Com 100% das urnas apuradas, Macron conseguiu 66,03% dos votos contra 33,94% de Le Pen. É a segunda vitória mais ampla na história da V República, só atrás da de Jacques Chirac contra Jean-Marie Le Pen, pai de Marine, em 2002.

A história nunca se move em linha reta, nem servem os relatos que tudo abarcam, como demonstra a eleição francesa de 2017. No ano do populismo e nacionalismo, em sociedades em que o eleitor está cansado das elites, em um momento de ceticismo com o capitalismo de livre mercado e a ordem liberal internacional, de crise da integração europeia e de medo dos imigrantes e refugiados, a França adota outro caminho.

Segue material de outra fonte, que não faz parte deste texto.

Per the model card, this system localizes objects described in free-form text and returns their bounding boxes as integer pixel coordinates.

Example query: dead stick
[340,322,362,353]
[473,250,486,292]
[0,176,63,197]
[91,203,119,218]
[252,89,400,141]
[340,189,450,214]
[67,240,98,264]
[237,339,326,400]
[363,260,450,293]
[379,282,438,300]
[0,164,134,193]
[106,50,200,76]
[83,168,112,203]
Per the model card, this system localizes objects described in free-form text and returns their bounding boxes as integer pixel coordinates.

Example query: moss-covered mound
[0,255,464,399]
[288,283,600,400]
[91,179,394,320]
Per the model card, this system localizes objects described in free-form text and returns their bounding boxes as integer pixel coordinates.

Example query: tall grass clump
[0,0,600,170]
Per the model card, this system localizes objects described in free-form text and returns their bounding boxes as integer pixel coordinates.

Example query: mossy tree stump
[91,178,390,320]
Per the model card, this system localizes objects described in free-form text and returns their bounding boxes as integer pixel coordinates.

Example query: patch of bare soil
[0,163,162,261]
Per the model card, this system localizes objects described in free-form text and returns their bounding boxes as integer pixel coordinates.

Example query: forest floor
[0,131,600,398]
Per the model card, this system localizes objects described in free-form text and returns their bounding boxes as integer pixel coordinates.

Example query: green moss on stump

Se há alguns meses, no mundo convulsionado pela irrupção de Trump e a saída do Reino Unido da União Europeia, alguém tivesse previsto que os franceses elegeriam um presidente europeísta e liberal, defensor da globalização e partidário da abertura das fronteiras às pessoas e às mercadorias, teria passado por um desinformado, ou um ingênuo.

Se, além disso, esse candidato tivesse sido banqueiro de investimentos – somente nove anos depois da quebra do banco de investimentos Lehman Brothers, detonador da Grande Recessão – e ministro da Economia do presidente mais impopular da V República, qualquer consultor eleitoral o teria aconselhado a se esquecer imediatamente de aspirar à presidência.

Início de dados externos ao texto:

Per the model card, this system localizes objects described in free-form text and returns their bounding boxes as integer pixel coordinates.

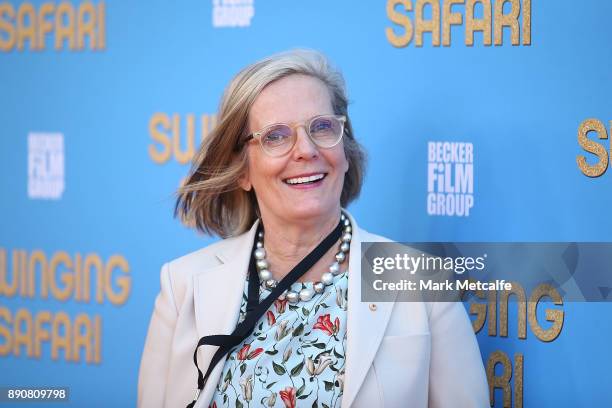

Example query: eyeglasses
[237,115,346,157]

Emmanuel Jean-Michel Frédéric Macron (Amiens, 1977), sem renunciar a nenhuma dessas ideias nem esconder sua biografia, desafiou todas as advertências e se tornará o oitavo presidente da V República. A cerimônia de transferência de poder pelo socialista François Hollande se dará nesta mesma semana, e nos próximos dias ele nomeará um primeiro-ministro. Ninguém esperava, poucos acreditavam nele quando há um ano lançou o Em Marcha!, quando ainda era um ministro independente de Hollande.

Uma mescla de sorte e audácia explicam seu êxito. Teve a sorte de ver os principais aspirantes à presidência caírem um a um nas eleições primárias (Nicolas Sarkozy e Manuel Valls), sob o peso dos escândalos (François Fillon) ou pela decisão de não se candidatar (François Hollande). E soube aproveitá-la ao ocupar o precioso centro político para apelar aos “dois de cada três franceses” dos quais falava Valéry Giscard D’Estaing em um livro de 1984: o espectro que vai da centro-esquerda à centro-direita, a massa crítica necessária para empreender as sempre adiadas reformas.

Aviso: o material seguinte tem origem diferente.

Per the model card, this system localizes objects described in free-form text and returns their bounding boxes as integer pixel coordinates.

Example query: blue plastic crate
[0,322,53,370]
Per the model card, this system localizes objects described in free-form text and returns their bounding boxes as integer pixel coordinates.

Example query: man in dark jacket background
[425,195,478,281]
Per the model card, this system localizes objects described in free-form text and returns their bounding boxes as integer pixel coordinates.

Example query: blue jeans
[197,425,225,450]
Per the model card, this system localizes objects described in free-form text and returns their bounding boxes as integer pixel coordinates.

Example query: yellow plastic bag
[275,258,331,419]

A audácia de Macron consistiu em entender que, no ano do descontentamento com o status quo, havia espaço para um homem como ele. Criado em e pelo status quo autóctone – o produto mais bem acabado da meritocracia francesa –, rompeu com o status quo. Por sua juventude, quase revolucionária para a classe política deste país. E por sua visão ao emancipar-se dos partidos tradicionais no momento em que estes estavam a ponto de implodir. O novo presidente soube captar o estado de espírito de uma parte da sociedade francesa, farta da velha política e das velhas estruturas e, ao mesmo tempo, esperançosa e otimista. É a França mais cosmopolita e educada, a da renda mais elevada e das metrópoles globalizadas, mas também da faixa atlântica, em parte rural, a que menos sofreu os embates do capitalismo transnacional.

Uma parte do voto em Macron é um voto de adesão; uma parte ainda maior é constituída por cidadãos de direita e esquerda que antes de tudo queriam deter a Frente Nacional de Le Pen. São eleitores emprestados, que não darão nada ao presidente nos próximos meses e que em alguns aspectos – a economia ou a Europa – se opõem às suas ideias.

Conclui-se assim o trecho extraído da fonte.